Allie Cannington

White queer person smling in their manual wheelchair with short brown hair, round glasses, earirings, and a blazer.

About Allie

Pronouns: She/They

From the Bay Area, Allie Cannington is a white, jewish, queer, disabled activist and organizer. Since gaining access to movements for disability rights and justice over ten years ago, Allie has organized people with disabilities on local, state, and national levels, always centering on people with disabilities who live at the margins, including LGBTQIA, Black, Indigenous, people of color, low/no income, and youth with disabilities. As Senior Manager, Allie leads The Kelsey’s policy and advocacy efforts to advance disability-forward housing solutions at state and federal levels. Across all policy change efforts, Allie works to ensure that the change we create is co-led by diverse and multiply marginalized disabled people. Within and outside of The Kelsey, Allie’s work is ultimately dedicated to unveiling everyone’s proximity to disability and to fueling justice movements that are intersectional, sustainable, and intergenerational.

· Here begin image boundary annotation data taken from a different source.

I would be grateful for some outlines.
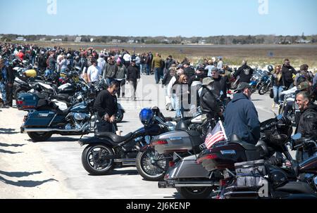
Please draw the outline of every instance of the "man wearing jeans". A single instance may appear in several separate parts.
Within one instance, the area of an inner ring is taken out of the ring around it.
[[[161,69],[162,67],[163,60],[159,57],[159,54],[156,53],[152,61],[152,71],[154,72],[155,83],[158,84],[161,79]]]
[[[2,95],[4,107],[6,106],[6,84],[8,82],[8,72],[4,66],[4,59],[0,59],[0,91]]]
[[[127,81],[131,88],[131,101],[135,98],[135,91],[137,90],[137,82],[140,79],[139,67],[135,65],[135,59],[131,60],[131,65],[128,67]]]

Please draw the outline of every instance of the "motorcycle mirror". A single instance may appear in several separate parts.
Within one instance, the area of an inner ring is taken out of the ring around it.
[[[294,141],[299,140],[300,138],[302,138],[302,134],[300,133],[295,134],[292,136],[292,139]]]
[[[282,118],[283,118],[283,115],[282,114],[280,114],[276,117],[278,120],[280,120]]]

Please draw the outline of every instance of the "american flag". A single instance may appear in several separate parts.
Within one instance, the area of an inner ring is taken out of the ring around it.
[[[206,147],[210,149],[213,144],[223,140],[227,140],[227,136],[223,123],[219,121],[213,130],[207,134],[205,139]]]

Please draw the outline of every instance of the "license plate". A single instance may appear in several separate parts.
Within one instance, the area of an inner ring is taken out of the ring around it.
[[[230,175],[229,174],[229,172],[228,172],[227,170],[223,171],[223,177],[225,179],[227,179],[230,177]]]

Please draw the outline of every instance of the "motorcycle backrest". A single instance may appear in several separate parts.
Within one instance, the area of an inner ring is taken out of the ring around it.
[[[242,141],[241,138],[236,134],[231,135],[230,138],[230,141],[232,142],[240,142]]]
[[[188,130],[188,121],[180,121],[175,127],[175,131]]]

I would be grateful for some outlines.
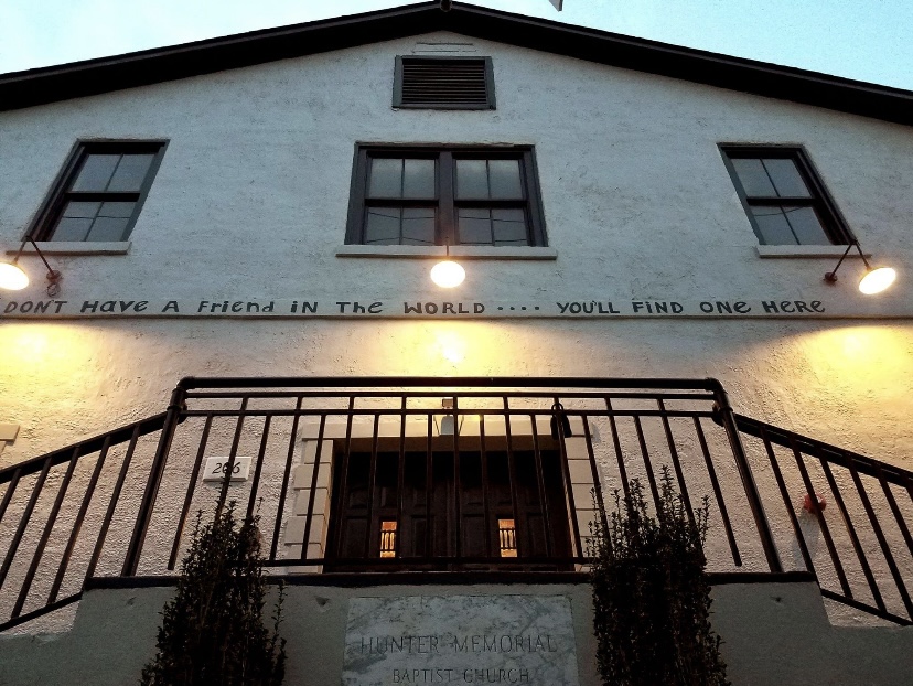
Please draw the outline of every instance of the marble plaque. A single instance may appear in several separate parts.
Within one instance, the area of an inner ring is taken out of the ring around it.
[[[579,686],[565,596],[353,598],[343,686]]]

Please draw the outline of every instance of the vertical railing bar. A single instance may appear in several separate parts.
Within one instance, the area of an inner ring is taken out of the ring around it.
[[[320,468],[323,462],[323,437],[326,430],[326,415],[320,416],[320,426],[318,427],[318,444],[316,450],[314,451],[314,469],[311,470],[311,492],[308,495],[308,513],[304,517],[304,536],[301,540],[301,555],[299,556],[300,560],[305,560],[308,558],[308,548],[311,545],[311,526],[314,521],[314,503],[316,502],[316,484],[320,483]],[[290,453],[291,454],[291,453]],[[289,457],[291,460],[291,457]],[[333,455],[330,455],[330,459],[333,459]],[[331,504],[333,506],[334,504]],[[340,508],[342,508],[342,503],[339,504]],[[280,511],[281,513],[281,511]],[[324,512],[323,516],[329,516],[329,512]],[[277,515],[278,519],[278,515]]]
[[[808,470],[805,469],[805,460],[802,457],[802,452],[799,451],[798,447],[796,446],[795,439],[790,436],[790,447],[793,450],[793,455],[796,459],[796,465],[799,470],[799,475],[802,475],[802,481],[805,484],[805,492],[809,494],[809,503],[812,504],[812,514],[814,514],[818,519],[818,526],[821,527],[821,535],[825,539],[825,545],[827,546],[827,550],[830,554],[830,561],[834,564],[834,570],[837,572],[837,578],[840,581],[840,588],[844,589],[844,594],[847,598],[852,599],[852,589],[850,589],[849,581],[847,581],[847,575],[844,571],[844,565],[840,562],[840,556],[837,554],[837,548],[834,545],[834,539],[830,537],[830,528],[827,526],[827,522],[824,518],[824,513],[821,508],[818,507],[818,497],[815,493],[815,485],[812,483],[812,479],[808,476]]]
[[[546,527],[546,555],[551,557],[555,550],[555,540],[551,533],[551,517],[548,512],[548,499],[546,497],[545,475],[543,473],[543,455],[539,451],[539,430],[536,427],[536,415],[529,415],[529,424],[533,426],[533,454],[536,459],[536,483],[539,487],[539,503],[543,508],[543,522]],[[516,527],[514,530],[516,530]]]
[[[492,554],[492,515],[488,503],[488,452],[485,448],[485,415],[479,416],[479,457],[482,460],[482,511],[485,517],[485,557]],[[501,534],[498,533],[498,556],[501,556]]]
[[[906,519],[903,518],[903,513],[898,506],[898,501],[894,499],[891,485],[884,478],[884,470],[881,469],[881,464],[879,462],[876,462],[876,473],[878,474],[878,481],[881,484],[881,490],[884,492],[884,500],[888,501],[888,505],[891,507],[894,519],[898,522],[898,528],[900,528],[901,535],[906,543],[906,548],[910,550],[910,555],[913,555],[913,537],[910,536],[910,528],[906,526]],[[913,617],[911,617],[911,619],[913,619]]]
[[[463,490],[461,489],[460,470],[460,407],[456,396],[453,396],[453,512],[455,515],[453,530],[456,535],[455,556],[463,556]]]
[[[599,475],[599,465],[595,461],[595,451],[593,450],[593,436],[590,431],[590,418],[583,415],[583,438],[587,441],[587,454],[590,458],[590,471],[593,476],[593,493],[595,495],[595,505],[599,508],[600,521],[602,522],[602,530],[609,533],[609,518],[605,515],[605,500],[602,496],[602,479]],[[610,543],[609,539],[605,539]]]
[[[663,429],[666,432],[666,442],[669,444],[669,455],[673,460],[675,476],[678,479],[678,487],[681,489],[681,500],[685,501],[685,511],[688,513],[688,521],[691,523],[691,526],[697,528],[695,512],[691,508],[691,496],[688,495],[688,486],[685,483],[685,472],[681,471],[681,461],[678,459],[678,449],[675,447],[675,439],[673,438],[669,418],[665,414],[666,404],[663,403],[663,398],[656,398],[656,406],[659,408],[659,411],[663,412]]]
[[[906,585],[903,582],[903,577],[901,576],[898,564],[891,553],[891,547],[888,545],[888,539],[884,537],[884,532],[881,529],[881,524],[878,522],[878,515],[876,515],[874,508],[872,508],[869,494],[866,493],[866,486],[859,478],[859,472],[856,470],[856,464],[853,464],[852,458],[847,454],[846,450],[841,450],[840,453],[842,454],[844,461],[850,471],[852,482],[856,484],[856,491],[859,493],[859,500],[862,501],[862,507],[866,508],[866,514],[869,516],[869,523],[872,525],[872,530],[878,539],[878,545],[881,547],[881,553],[884,555],[884,561],[888,562],[888,569],[891,570],[891,576],[894,578],[894,583],[898,586],[898,592],[900,593],[901,600],[906,608],[906,614],[913,619],[913,602],[910,601],[910,593],[906,592]]]
[[[352,457],[352,419],[355,414],[355,396],[348,396],[348,414],[345,418],[345,441],[343,442],[343,459],[342,464],[340,464],[340,502],[333,503],[331,506],[339,506],[340,508],[340,517],[336,521],[336,532],[335,532],[335,544],[333,556],[339,558],[342,555],[342,536],[343,530],[345,528],[345,521],[343,519],[343,513],[345,511],[345,499],[346,499],[346,489],[348,487],[348,460]],[[335,489],[334,489],[335,490]]]
[[[200,468],[203,464],[203,455],[206,453],[206,444],[210,442],[210,430],[213,426],[213,414],[206,415],[206,421],[203,424],[203,435],[200,437],[200,448],[196,451],[196,458],[193,461],[193,469],[191,470],[190,479],[187,480],[187,491],[184,494],[184,504],[181,506],[181,517],[178,519],[178,528],[174,530],[174,540],[171,544],[171,555],[168,557],[168,569],[173,570],[178,564],[178,550],[181,548],[181,537],[184,535],[184,527],[187,525],[187,515],[190,514],[190,506],[193,502],[193,491],[196,486],[196,480],[200,476]]]
[[[7,486],[7,492],[3,493],[3,500],[0,501],[0,522],[3,521],[3,515],[7,514],[7,507],[9,507],[10,502],[12,501],[12,496],[19,485],[19,478],[21,474],[22,468],[18,468],[13,472],[12,479],[10,479],[10,485]]]
[[[514,528],[519,528],[522,525],[519,518],[519,510],[518,510],[518,496],[517,496],[517,472],[516,472],[516,464],[514,461],[514,437],[511,431],[511,404],[507,399],[507,396],[502,396],[502,403],[504,404],[504,436],[507,439],[507,481],[511,484],[511,515],[514,517]],[[525,525],[526,522],[523,522]],[[522,537],[518,537],[522,538]],[[526,546],[520,546],[520,540],[517,540],[517,557],[524,557]]]
[[[123,558],[123,568],[120,572],[123,577],[132,577],[137,574],[140,555],[142,554],[142,545],[146,543],[146,534],[152,521],[152,510],[155,507],[159,486],[164,475],[168,454],[171,452],[174,430],[180,421],[181,412],[185,409],[185,397],[186,390],[183,384],[179,383],[178,387],[171,394],[171,401],[169,403],[168,412],[162,425],[162,432],[159,436],[159,444],[155,447],[155,455],[152,458],[152,467],[149,470],[149,478],[146,481],[146,489],[143,490],[139,512],[137,513],[137,522],[133,526],[133,533],[130,536],[130,543],[127,546],[127,555]]]
[[[700,425],[700,417],[692,417],[695,421],[695,430],[698,435],[698,442],[700,450],[703,453],[703,461],[707,463],[707,473],[710,475],[710,485],[713,489],[713,495],[717,499],[717,505],[720,508],[720,518],[726,529],[726,537],[729,540],[729,549],[732,551],[732,561],[737,567],[742,566],[742,556],[739,554],[739,546],[735,543],[735,534],[732,532],[732,523],[729,521],[729,511],[726,507],[722,489],[717,479],[717,470],[713,468],[713,460],[710,457],[710,447],[707,444],[707,437],[703,435],[703,427]]]
[[[22,588],[19,591],[19,598],[15,600],[10,618],[15,619],[22,613],[22,605],[25,604],[25,599],[29,597],[29,590],[32,588],[32,581],[37,572],[41,558],[44,557],[44,548],[47,547],[47,540],[51,538],[51,532],[54,530],[54,525],[57,523],[57,515],[63,506],[66,492],[69,490],[69,482],[73,480],[73,472],[76,470],[76,462],[80,457],[82,444],[73,449],[73,454],[69,458],[69,463],[66,467],[66,472],[57,489],[57,495],[54,499],[54,504],[51,506],[51,512],[47,515],[47,522],[44,525],[44,530],[41,534],[39,544],[35,547],[35,553],[32,556],[32,564],[29,565],[29,571],[25,572],[25,578],[22,581]]]
[[[612,408],[612,398],[605,396],[605,409],[609,410],[609,427],[612,430],[612,444],[615,449],[615,460],[619,463],[619,475],[622,480],[622,489],[624,490],[624,502],[631,502],[631,485],[627,483],[627,469],[624,467],[624,454],[621,449],[621,439],[619,438],[619,427],[615,424],[614,409]],[[584,417],[586,419],[586,417]],[[636,417],[635,417],[636,419]],[[658,500],[658,497],[657,497]],[[603,510],[604,512],[604,510]],[[608,529],[606,529],[608,530]]]
[[[238,415],[238,422],[235,425],[235,437],[232,439],[232,449],[228,451],[228,462],[225,464],[225,478],[222,480],[222,487],[218,490],[218,503],[216,504],[216,517],[222,514],[225,507],[225,501],[228,499],[228,489],[232,485],[232,470],[235,469],[235,459],[238,457],[238,446],[240,446],[240,437],[244,433],[244,420],[246,418],[247,401],[250,397],[243,394],[240,414]]]
[[[635,415],[634,416],[634,428],[637,431],[637,442],[641,446],[641,455],[644,458],[644,469],[647,473],[647,481],[649,482],[649,492],[653,495],[653,504],[656,507],[656,512],[659,512],[663,508],[662,502],[659,500],[659,490],[656,487],[656,474],[653,473],[653,463],[649,460],[649,450],[646,447],[646,439],[644,438],[644,428],[641,426],[641,417]],[[630,500],[625,502],[631,504]]]
[[[802,553],[802,559],[805,561],[805,569],[807,571],[816,574],[815,562],[812,560],[812,554],[808,553],[808,545],[805,542],[805,534],[802,533],[802,526],[799,526],[798,518],[796,517],[796,513],[793,510],[793,503],[790,502],[790,491],[786,487],[786,481],[783,479],[783,472],[780,470],[780,462],[776,459],[773,444],[771,443],[771,439],[767,437],[767,432],[764,429],[764,427],[760,428],[761,440],[764,441],[764,449],[767,452],[767,459],[771,462],[771,470],[774,473],[776,485],[780,489],[780,495],[783,499],[784,508],[786,510],[786,514],[790,515],[790,523],[793,525],[793,533],[796,535],[796,540],[799,545],[799,551]]]
[[[377,440],[380,431],[380,415],[374,415],[374,429],[370,438],[370,469],[368,470],[367,532],[365,538],[365,561],[370,559],[370,543],[374,540],[374,489],[377,487]],[[379,525],[378,525],[379,532]]]
[[[37,503],[39,495],[41,495],[41,491],[44,487],[44,481],[47,479],[47,471],[50,469],[51,459],[49,458],[44,461],[44,467],[35,481],[32,495],[29,497],[29,503],[25,505],[25,510],[22,512],[22,516],[19,519],[19,526],[15,529],[15,534],[13,534],[12,540],[10,540],[10,547],[7,549],[7,557],[3,560],[3,566],[0,567],[0,588],[2,588],[3,581],[7,579],[7,574],[12,565],[13,557],[15,557],[19,544],[22,540],[22,536],[25,534],[25,527],[29,526],[29,519],[32,518],[32,511],[35,508],[35,504]]]
[[[291,433],[289,435],[289,451],[286,454],[286,468],[282,471],[282,487],[279,491],[279,505],[276,510],[276,522],[272,524],[272,542],[269,546],[269,559],[276,559],[276,553],[279,548],[279,532],[282,528],[282,513],[286,511],[286,492],[289,489],[289,479],[291,478],[291,465],[294,459],[294,447],[298,442],[298,422],[301,419],[301,404],[304,396],[299,395],[294,404],[294,417],[292,419]],[[321,422],[326,420],[326,415],[321,415]],[[318,444],[320,450],[320,444]],[[316,458],[314,458],[314,469],[316,469]],[[303,549],[303,548],[302,548]]]
[[[269,429],[271,426],[272,415],[267,415],[264,419],[264,438],[260,440],[260,451],[257,453],[257,467],[254,469],[254,481],[250,483],[250,496],[247,499],[246,518],[254,516],[254,503],[257,502],[257,491],[260,489],[260,474],[264,471],[264,459],[266,458],[266,447],[269,443]],[[227,478],[230,479],[230,474]]]
[[[554,398],[555,405],[560,405],[560,398],[555,396]],[[574,557],[583,557],[586,555],[586,550],[583,550],[583,542],[580,539],[580,525],[577,522],[577,504],[573,502],[573,482],[571,481],[570,476],[570,464],[568,464],[568,451],[567,447],[565,446],[565,422],[558,418],[558,421],[555,422],[558,426],[558,449],[561,452],[561,479],[565,481],[565,493],[567,494],[568,505],[570,506],[570,519],[571,519],[571,530],[573,532],[573,545],[577,548],[577,554]],[[519,544],[519,542],[517,542]],[[519,553],[517,553],[519,555]]]
[[[51,585],[51,592],[47,594],[47,604],[50,605],[57,599],[57,593],[61,590],[66,568],[69,566],[69,558],[73,555],[73,548],[76,546],[76,539],[79,537],[79,532],[83,529],[83,522],[88,512],[88,505],[92,496],[95,494],[95,486],[98,484],[98,479],[101,476],[101,470],[105,467],[105,460],[108,457],[108,451],[111,448],[110,435],[105,438],[101,444],[101,450],[98,453],[98,459],[95,461],[95,469],[92,470],[92,478],[86,486],[86,492],[83,494],[83,502],[79,504],[79,512],[76,514],[76,521],[73,523],[73,530],[69,534],[69,540],[66,542],[66,548],[61,556],[61,565],[57,568],[57,575],[54,577],[54,583]]]
[[[856,526],[852,524],[852,519],[849,516],[849,511],[847,510],[847,505],[844,502],[844,495],[840,493],[840,487],[837,485],[837,481],[834,479],[834,473],[830,471],[830,464],[828,464],[828,462],[821,458],[820,452],[816,451],[815,457],[818,459],[818,462],[821,465],[821,471],[825,474],[825,479],[827,479],[830,492],[834,494],[834,500],[837,503],[837,507],[840,511],[840,515],[844,517],[844,526],[846,526],[847,528],[847,534],[849,534],[850,543],[852,544],[852,549],[856,553],[856,557],[859,560],[859,565],[862,567],[862,574],[866,576],[866,581],[868,581],[869,583],[869,589],[872,591],[872,598],[874,598],[878,609],[882,612],[887,612],[888,608],[884,607],[884,600],[881,597],[881,590],[878,588],[878,582],[876,581],[874,575],[872,574],[872,569],[869,566],[869,559],[866,557],[866,550],[862,548],[862,543],[859,540],[859,536],[856,534]]]
[[[92,551],[92,558],[89,559],[88,568],[86,569],[86,578],[83,580],[84,586],[85,582],[88,581],[95,574],[95,568],[101,557],[101,548],[105,546],[105,539],[108,536],[108,528],[111,525],[111,519],[114,519],[114,513],[117,510],[117,503],[120,499],[120,491],[123,489],[123,482],[127,480],[127,472],[130,470],[130,463],[133,460],[133,452],[137,449],[139,436],[140,427],[137,426],[133,429],[133,435],[130,437],[130,444],[127,447],[127,452],[123,453],[123,462],[120,465],[120,473],[117,475],[117,482],[111,491],[111,499],[108,502],[108,508],[105,511],[105,518],[101,521],[101,526],[98,529],[98,538],[95,542],[95,548]]]
[[[742,443],[742,436],[739,433],[739,426],[735,424],[735,412],[729,404],[729,396],[727,396],[722,384],[716,379],[708,379],[708,382],[715,387],[713,395],[717,398],[715,410],[722,420],[726,436],[729,439],[729,448],[732,451],[732,458],[735,461],[739,476],[742,480],[742,489],[745,492],[745,497],[748,499],[749,507],[754,518],[754,527],[758,529],[758,536],[761,538],[761,547],[764,549],[767,568],[774,574],[780,574],[783,571],[783,564],[780,561],[771,524],[767,522],[767,515],[764,512],[764,503],[761,502],[761,494],[758,492],[758,484],[754,482],[754,474],[748,461],[748,453]]]
[[[406,395],[400,398],[399,409],[399,462],[396,465],[396,537],[394,557],[402,557],[402,491],[406,487]]]
[[[432,469],[431,461],[433,459],[433,451],[431,450],[431,436],[433,430],[434,417],[431,412],[428,412],[428,427],[425,431],[426,436],[426,443],[425,443],[425,556],[423,557],[432,557],[431,555],[431,542],[433,540],[431,534],[431,489],[432,482],[434,480],[434,471]]]

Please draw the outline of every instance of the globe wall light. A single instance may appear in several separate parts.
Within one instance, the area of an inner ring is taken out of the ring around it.
[[[466,278],[466,270],[450,259],[450,245],[447,245],[447,257],[431,268],[431,280],[441,288],[454,288]]]
[[[872,267],[862,254],[862,248],[859,246],[858,240],[853,240],[847,246],[846,253],[840,257],[840,261],[837,262],[834,270],[825,275],[825,281],[830,285],[837,282],[837,270],[844,264],[844,258],[849,255],[849,251],[853,247],[859,250],[859,257],[862,258],[862,262],[866,265],[866,274],[859,280],[859,291],[866,296],[873,296],[888,289],[894,282],[894,279],[898,278],[898,272],[892,267]]]

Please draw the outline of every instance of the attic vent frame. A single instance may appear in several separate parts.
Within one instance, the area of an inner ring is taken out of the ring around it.
[[[456,78],[460,83],[454,83]],[[393,106],[495,109],[492,58],[397,55]]]

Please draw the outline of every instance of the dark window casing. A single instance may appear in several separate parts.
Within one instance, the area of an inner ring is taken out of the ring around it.
[[[495,109],[492,58],[397,56],[393,106]]]
[[[531,146],[356,146],[348,245],[548,245]]]
[[[761,245],[848,245],[852,232],[795,146],[720,146]]]
[[[29,229],[34,240],[126,240],[165,141],[79,141]]]

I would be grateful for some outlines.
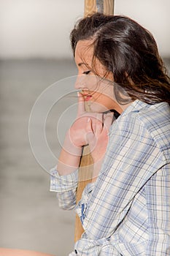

What part of The Kelsey’s mission are you proudest to be part of / support?

It’s hard to pinpoint just one part of The Kelsey’s mission that I am most proud of, but a core element to our work is to co-create disability-forward housing solutions for people with and without disabilities. As a disabled person, I’m proud to be a part of a team that is grounded in partnership across disability and ability, truly emphasizing that we are stronger together than apart. Additionally, our dual mission approach to creating on-the-ground housing (a model that has never been done before) that directly informs our policy and organizing, and vice versa, strategically positions us to create the necessary cultural and policy change so that more affordable, accessible, and inclusive housing can become the norm.

What does it mean to you to be Disability-Forward? Why does it matter?

To me, Disability-forward means that we put access, inclusion, and people with all types of disabilities, particularly Black, Indigenous, and people of color with disabilities, at the forefront of our work and by doing so, everyone can and will benefit. Disability-forward is an approach and a practice, not an end-point, giving us the opportunities to reimagine how we design communities and create change.